It’s the end of the year, which means that many blogs have year summaries. You look back to 2012 month for month, show pictures, and write about what happened during each period. I’ve been thinking a lot about this kind of post, and if I want to do something similar..You know what…2012 has been my worst year ever in my life. Full of sickness, treatments, hospital visit for about a forth of the year. It’s been a year full of scary things, challenges, canceled/reduced timed trips and so on.
I started off the year working some, went to the States for about two weeks (visited relatives in northern part of the States, skied, did road trips, and visited friends). So far, pretty good. Winter became early spring and I got more and more sick. In the end of April, I wasn’t allowed to work anymore due to health (according to nurses and doctors). In the beginning of May I was taken to the emergency room and then had to stay in the hospital. I had no choice to leave (according to the law). I stayed in the hospital May through July with just a few permissions so I could, for example, celebrate my cousin’s graduation in mid June and celebrate Midsummer with my love, family, and friends. I fought really hard to be able to be released in the end of July (earlier than some treatment people really wanted me to), and I was. Then it was August and I was not able to work. Still. Or I worked really hard, but treatment-wise, which I have been doing the whole fall, and still am. In the end of August/beginning of September, I was allowed to leave the country for a long weekend in Ireland which was gonna be the highlight of 2012! My love and I attended the most amazing wedding between two of our friends, in the countryside of Ireland. It was so much fun and I also sang and played the piano during the wedding, which was a huge honor! Another friend of mine got married just a couple of weeks before, so August was pretty much a wedding month. So I have had some glimpses of fun and life during the year.

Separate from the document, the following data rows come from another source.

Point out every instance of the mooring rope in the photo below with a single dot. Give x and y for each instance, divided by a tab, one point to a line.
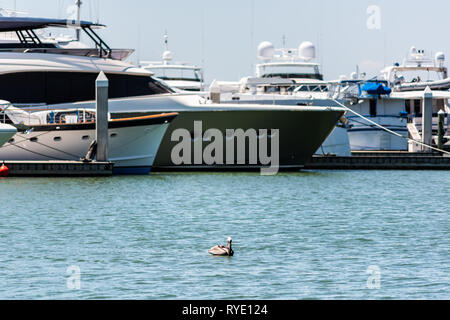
387	130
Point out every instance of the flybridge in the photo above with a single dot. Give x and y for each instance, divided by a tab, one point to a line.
29	41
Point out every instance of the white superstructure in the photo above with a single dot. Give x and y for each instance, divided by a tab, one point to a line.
179	75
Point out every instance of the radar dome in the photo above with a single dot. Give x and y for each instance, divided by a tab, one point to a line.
440	58
307	51
266	51
167	56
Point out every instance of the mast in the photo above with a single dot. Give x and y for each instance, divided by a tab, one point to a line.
78	3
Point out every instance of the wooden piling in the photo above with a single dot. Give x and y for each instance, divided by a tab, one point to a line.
101	87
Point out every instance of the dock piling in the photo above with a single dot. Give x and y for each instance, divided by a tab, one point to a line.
101	88
427	119
441	131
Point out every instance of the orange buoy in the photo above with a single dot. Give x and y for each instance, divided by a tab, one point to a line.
4	171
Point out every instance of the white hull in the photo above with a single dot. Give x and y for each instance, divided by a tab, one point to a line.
129	147
364	137
338	143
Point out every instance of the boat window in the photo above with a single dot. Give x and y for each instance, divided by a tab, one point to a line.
417	107
66	87
291	72
176	74
373	107
408	106
272	89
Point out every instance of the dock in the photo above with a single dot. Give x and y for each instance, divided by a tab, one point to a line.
59	168
381	161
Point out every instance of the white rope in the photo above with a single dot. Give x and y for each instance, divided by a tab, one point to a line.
387	130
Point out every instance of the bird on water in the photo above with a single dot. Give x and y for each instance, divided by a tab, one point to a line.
222	250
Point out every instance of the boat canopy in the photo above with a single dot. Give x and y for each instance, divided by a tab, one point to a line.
10	24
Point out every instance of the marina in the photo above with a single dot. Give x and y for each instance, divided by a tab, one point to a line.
280	154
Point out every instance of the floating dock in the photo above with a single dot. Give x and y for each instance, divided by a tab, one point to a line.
381	161
59	168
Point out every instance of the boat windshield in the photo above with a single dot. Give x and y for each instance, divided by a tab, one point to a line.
416	76
290	72
177	74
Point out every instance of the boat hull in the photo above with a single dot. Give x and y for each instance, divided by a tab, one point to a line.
132	148
300	134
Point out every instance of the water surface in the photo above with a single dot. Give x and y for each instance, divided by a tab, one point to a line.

I’m in the States now and I’m so thankful that I can be here. Been celebrating Christmas and about to cheer in the New Year. I’m gonna celebrate that 2013 will start, and be happy about leaving 2012 behind. A year when I was about to die. A year when I had to celebrate my 28th b-day in the hospital with three nurses coming in to my room singing to me (although I got permission to leave for some hours, and my parents and my love took me out to my favorite place – the archipelago). A year when I had to cancel a trip to Paris because I was too sick…Too much negative stuff.
2013, I welcome you warmly. Even though I’ll continue my treatments in the beginning of the year, and probably during the whole spring, I can’t wait for other life changing plans to begin. Something to help me start over. I have some huge projects in my life right now. Future plans that I still keep for myself right now since it’s not all set. But as soon it is, I’ll let you know. Pretty soon, I hope.
Although 2012 has been a year of hell (with a few positive glimpses), I believe in 2013. It can only get better and better. I’m happy to be alive, and all my experiences has just made me grow even more as a human being. I have written a really hard passage in my life book, and I’m hopefully close to the end of that, and to the next chapter to begin and what it all will bring.
I wish you all a Happy New Year filled with amazing moments, good health, and with dreams coming true!
I am so so unbelievably proud of you. That you’ve reached the point where you can stand up and say out loud what happened. This year must have been like a trip to hell and back for both you and Liz and I hope you’ll never have to hit rock bottom again. I’m also honoured that our wedding was one of the highlights, I’m honoured you were there and partied all night long. The wedding wouldn’t have been the same without my Swedish friends and the world wouldn’t be the same without you. Take care of yourself Missy cause I have a great many trips for the 4 of us planned in my head. LOVE xx
Lina! Jag önskar dig allt gott för det nya året. Jag ber att 2013 ska bli ett så mycket bättre år för dig än vad 2012 var. Du betyder så mycket för så många. Gud välsigne dig! Kram.